THIS MORNING I came across a couple of tweets from Fringe participants about having festival-releated dreams or nightmares. It reminded me of an article I wrote in 1997 for The Herald. That’s a long time ago, I know, and few of the people quoted are doing the same jobs, but it was lovely piece to research and the idea still stands. I’ve copied it here. It’d be great to hear your own Fringe anxiety dreams in the comments below:
IT ALL started a few weeks before the Festival when I woke up convinced that Brian McMaster’s programme had taken a bizarre new twist. I had dreamt that Peter Stein’s Cherry Orchard was going to be done not in the respectable confines of the Edinburgh Festival Theatre, but in Glasgow, as street theatre. How would they sustain an audience’s interest in Chekhov for three hours on Sauchiehall Street, and how would I get back to Edinburgh to get my on-the-night review phoned in?
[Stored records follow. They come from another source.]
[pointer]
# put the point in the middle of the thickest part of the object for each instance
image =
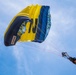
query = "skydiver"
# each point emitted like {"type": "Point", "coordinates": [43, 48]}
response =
{"type": "Point", "coordinates": [72, 59]}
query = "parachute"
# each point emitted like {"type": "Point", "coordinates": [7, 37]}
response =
{"type": "Point", "coordinates": [31, 24]}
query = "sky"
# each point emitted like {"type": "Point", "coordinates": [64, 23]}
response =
{"type": "Point", "coordinates": [31, 58]}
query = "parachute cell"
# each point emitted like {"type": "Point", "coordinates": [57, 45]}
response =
{"type": "Point", "coordinates": [31, 24]}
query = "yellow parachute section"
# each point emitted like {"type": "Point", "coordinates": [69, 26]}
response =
{"type": "Point", "coordinates": [31, 24]}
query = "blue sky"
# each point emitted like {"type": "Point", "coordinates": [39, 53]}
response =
{"type": "Point", "coordinates": [45, 58]}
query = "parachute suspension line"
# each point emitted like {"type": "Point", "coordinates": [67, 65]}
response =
{"type": "Point", "coordinates": [54, 47]}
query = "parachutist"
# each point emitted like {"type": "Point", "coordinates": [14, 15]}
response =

It struck me that if I was having such dreams, then so too would Festival workers across the city. I wasn’t wrong.
Fringe supremo, Hilary Strong dreamt she’d arrived at the office to find it closed with a crowd of people waiting to get in. “I looked in the diary and realised I’d forgotten to do a live radio link with the Today programme, which had been scheduled for 7.30am,” she says. “By this time, I was due to attend a formal award ceremony, but for some reason, I was wearing painting overalls, and my shoes were covered in white emulsion that left footprints all over the carpet in the City Chambers.”
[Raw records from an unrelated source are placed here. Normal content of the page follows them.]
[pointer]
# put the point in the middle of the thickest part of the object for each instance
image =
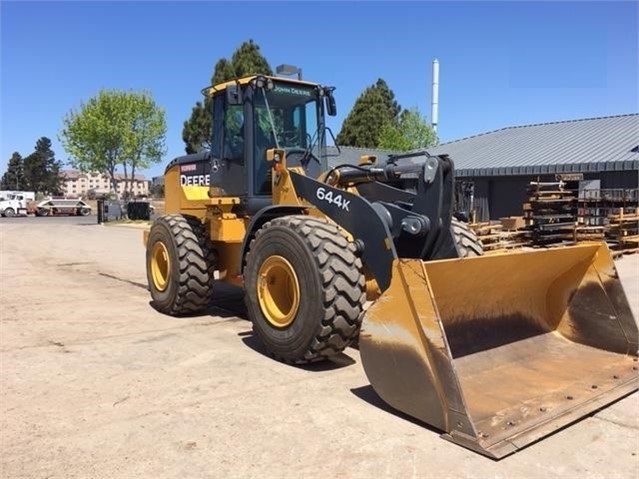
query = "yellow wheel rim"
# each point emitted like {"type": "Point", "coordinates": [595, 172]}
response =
{"type": "Point", "coordinates": [278, 291]}
{"type": "Point", "coordinates": [160, 266]}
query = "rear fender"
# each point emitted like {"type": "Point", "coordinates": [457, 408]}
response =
{"type": "Point", "coordinates": [263, 216]}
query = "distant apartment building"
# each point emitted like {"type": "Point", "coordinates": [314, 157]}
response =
{"type": "Point", "coordinates": [77, 183]}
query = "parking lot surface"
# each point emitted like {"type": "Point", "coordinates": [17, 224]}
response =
{"type": "Point", "coordinates": [96, 384]}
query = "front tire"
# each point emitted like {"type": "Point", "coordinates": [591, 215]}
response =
{"type": "Point", "coordinates": [305, 289]}
{"type": "Point", "coordinates": [179, 265]}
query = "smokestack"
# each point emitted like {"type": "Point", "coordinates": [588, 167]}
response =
{"type": "Point", "coordinates": [434, 108]}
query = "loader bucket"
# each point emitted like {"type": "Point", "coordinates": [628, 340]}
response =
{"type": "Point", "coordinates": [499, 351]}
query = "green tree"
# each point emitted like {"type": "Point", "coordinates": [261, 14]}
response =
{"type": "Point", "coordinates": [373, 109]}
{"type": "Point", "coordinates": [410, 133]}
{"type": "Point", "coordinates": [13, 178]}
{"type": "Point", "coordinates": [115, 128]}
{"type": "Point", "coordinates": [42, 170]}
{"type": "Point", "coordinates": [246, 60]}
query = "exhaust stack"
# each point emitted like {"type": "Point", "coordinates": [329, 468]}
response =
{"type": "Point", "coordinates": [434, 110]}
For performers, the anxiety of revealing themselves on a daily basis inevitably plays havoc with a peaceful night’s sleep. Gerry Gowans, starring in Garland, Judy With Love, at Hill Street Theatre, dreamt she was coming to the Fringe, not as an actress – but as a stripper. “I went on stage, but found it impossible to get my clothes off,” she quivers. “The show was a flop.”
Mervyn Stutter, he of Mervyn Stutter’s Pick of the Fringe, at the Pleasance, was convinced he’d hit the big time. “I got a call from the BBC saying they wanted to broadcast my show on prime time TV,” he says. “I was in the wings waiting to go on. The audience went into a hush. Then a voice: ‘Ladies and gentlemen, live from the Edinburgh Festival, will you please welcome your host – Julian Clary!'”
Perhaps the most revealing dreams are those for which the dreamers have asked to remain anonymous. A member of the Traverse Theatre’s production staff, for example, would sooner keep quiet about finding him or herself in a dentist’s chair which had somehow appeared on the set of Knives in Hens during a sell-out show. “For some reason I had no clothes on and was in the dentist’s chair. I soon realised that Helena Christiansen was there, also naked – but what could I do in front of the audience and cast? The rest is a bit sordid.”
Then there’s the Fringe Office worker who had to go out for a night on the town, and had to get dressed in a hurry. “I couldn’t find anything to wear except a huge pair of pink underpants that came up to my armpits,” he or she confesses reluctantly.
For reasons of diplomacy this dream about our own arts editor is also anonymous: “Last weekend I woke up next to my partner, who looked at me rather frostily and said, ‘Who’s Keith Bruce?’ I had been having an angst-ridden dream about The Herald’s switchboard, and had been calling out, ‘Get me Keith Bruce’. When I told him Mr Bruce is the arts editor of The Herald, he raised his eyebrows as if to say, so it’s true you’d do anything for press coverage.”
The Fringe of slumberland is an even more amazing place than the real thing. Stephanie Noblett, press officer at the Famous Grouse House had a radical new vision for Chambers Street: “I dreamt there was a show-jumping gymkhana as part of our programme. The whole of Chambers Street had been turfed over, and all our performers were on horse back. I woke up in a cold sweat when of the Wrigley Sisters (one of the folk music acts) took a fatal fall.”
Theatre Workshop publicist Jane Molyneux was in populist mode: “I dreamt Diriamba! would have more commercial appeal if done as a version of Cliff Richard’s Summer Holiday on the Meadows. Cliff was very obliging and was quite happy to belt out several songs with Theatre Workshop’s Nicaraguan and Scottish performers from the top deck of one of Edinburgh’s open-top tour buses, but things started to get out of hand when I found myself on a Keystone-Cops type chase, following after a convoy of three buses, heading across the Meadows, straight for Nicaragua, with Cliff singing the theme tune to Ken Loach’s Carla’s Song.”
While Mike Griffiths, the Traverse’s production manager, was trying to figure out how the main theatre had been turned into a swimming pool, stage manager Gavin Johnson was discovering how the Festival budget had been overspent: “I went to the green room to find the fridge full of bread – and no matter how much I pulled out, there was still more and more. It wasn’t even the right kind of bread, because I needed wholemeal and this was all Sunblest white.”